Harman ayı bittikten sonra büyük ailelerin her biri, o yılın mahsulünden 200, 300 teneke buğdayı un yapmak için ayırırdı. Daha sonra buğday Murat Nehrine götürüp yıkanır, güneşin önünde kurutulur ve daha sonra da tekrar torbalara konulup değirmenin yolu tutulurdu. Ziro ve Küpkıran değirmenleri daha çok tercih edilirdi. Değirmenlerde bazen sıra olup, geceleri de çalışılıp, herkes buğdayının yanında sırasının gelmesini beklerdi. Buğdaylar öğütüldükten sonra tekrar torbalara doldurulup gelecek yıla kadar kullanılmak üzere eve götürülürdü.
Köyümüzde tandır yapımında ise uzman olan üç kadın vardı. Bunlar; Felek Aslan, Kubar Aladağ ve Beyaz Kıyağan.
Tandır yapımında kullanılan toprak, kırmızı bir toprak olup, yoğrulmuş hali pencere camlarına sürülen macuna benzemektedir. Kazlı çevresinde tandır yapımında kullanılan bu toprak çeşidi, komşu ve akraba olan Küpkıran köyünde bulunur.
Tandır yaptırmak isteyen Kazlılar, Küpkıran köyüne gidip bu topraktan getirir, yukarıda ismini verdiğimiz üç kadından hangisinden söz almışsa, tandırı yapmak için kolları sıvarlardı.
Öncelikle birkaç gün boyunca ayakları ile çamuru yoğurur, gerekli kıvamı alana kadar devam ederlerdi. Çamur istenilen seviyeye geldikten sonra, günde bir sıra yapılırdı. Bir sıra ise, bad ismi verilen birkaç parçadan oluşurdu.
Tandır yapımı bittikten sonra ise, tandır sahibi aile tarafından tandırı yapan kadına bir hediye verilirdi.
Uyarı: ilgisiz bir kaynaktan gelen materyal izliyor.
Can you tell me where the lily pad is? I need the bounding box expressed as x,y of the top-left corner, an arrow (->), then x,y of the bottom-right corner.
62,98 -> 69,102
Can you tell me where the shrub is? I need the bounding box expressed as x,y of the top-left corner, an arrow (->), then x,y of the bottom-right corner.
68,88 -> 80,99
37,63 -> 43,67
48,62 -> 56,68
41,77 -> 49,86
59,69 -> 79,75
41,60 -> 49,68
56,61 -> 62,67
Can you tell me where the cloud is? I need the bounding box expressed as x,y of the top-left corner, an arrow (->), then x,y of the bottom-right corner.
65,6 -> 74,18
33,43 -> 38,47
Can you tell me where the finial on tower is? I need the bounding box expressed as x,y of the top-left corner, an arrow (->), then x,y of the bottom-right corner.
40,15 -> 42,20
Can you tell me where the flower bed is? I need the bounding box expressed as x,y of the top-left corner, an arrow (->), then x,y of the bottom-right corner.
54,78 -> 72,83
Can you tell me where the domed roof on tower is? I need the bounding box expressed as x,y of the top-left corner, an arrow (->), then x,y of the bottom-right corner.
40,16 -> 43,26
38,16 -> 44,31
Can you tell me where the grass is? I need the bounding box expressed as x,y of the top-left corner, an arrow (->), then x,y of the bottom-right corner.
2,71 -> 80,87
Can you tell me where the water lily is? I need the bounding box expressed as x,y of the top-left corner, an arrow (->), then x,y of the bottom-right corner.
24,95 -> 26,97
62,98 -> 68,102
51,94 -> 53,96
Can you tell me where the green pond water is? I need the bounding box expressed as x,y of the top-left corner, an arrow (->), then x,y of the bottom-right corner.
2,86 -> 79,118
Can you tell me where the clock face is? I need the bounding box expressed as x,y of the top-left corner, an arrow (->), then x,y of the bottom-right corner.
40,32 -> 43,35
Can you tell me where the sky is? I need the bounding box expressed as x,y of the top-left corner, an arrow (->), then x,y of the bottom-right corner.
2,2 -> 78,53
Bu hediye bazen bir teneke arpa yada buğday, bazen biraz un, bazen giyecek bir şeyler, bazen de para olurdu. Kazlı'da en güzel tandırlar, Beyaz Kıyağan tarafından yapılırdı.
Kazlı'da tandır ile ilgili batıl inanışlar da vardır; bazı aileler tandır yaptırmayıp, hazır tandır alırlardı. Tandır yapmanın ailelerine uğursuzluk getirdiğine inanırlardı. Mesela Hacı Yusuf Öner tandır yaptırdığı birgün, bir oğlunu kaybeder ve o günden sonra tandır yaptırmanın kendilerine uğursuzluk getirdiğine inanıp, o günden sonra hazır tandır satın almaya başlamışlar.
Köyümüzde "pişîka ser tendûra te....", "pişîka ber kulfika te.... " v.b gibi kavga anında kullanılan küfürler de vardı ki, çocukluğumuzda bir türlü bu küfürlere bir anlam bulamayıp, mecazi anlamını kavrayamadığımızdan, kedilere neden küfür edildiğini bir türlü anlayamıyorduk.
Redkanlı olmayan bazı komşu köylerde, erkek kavgalarında bizzat eşlerinin isimleri telaffuz edilerek küfür ediliyordu. Ama Kazlı ve diğer Redkan köylerinde yukarıda anlattığımız gibi isimler kullanılmayarak, mecazi küfürler kullanılırdı.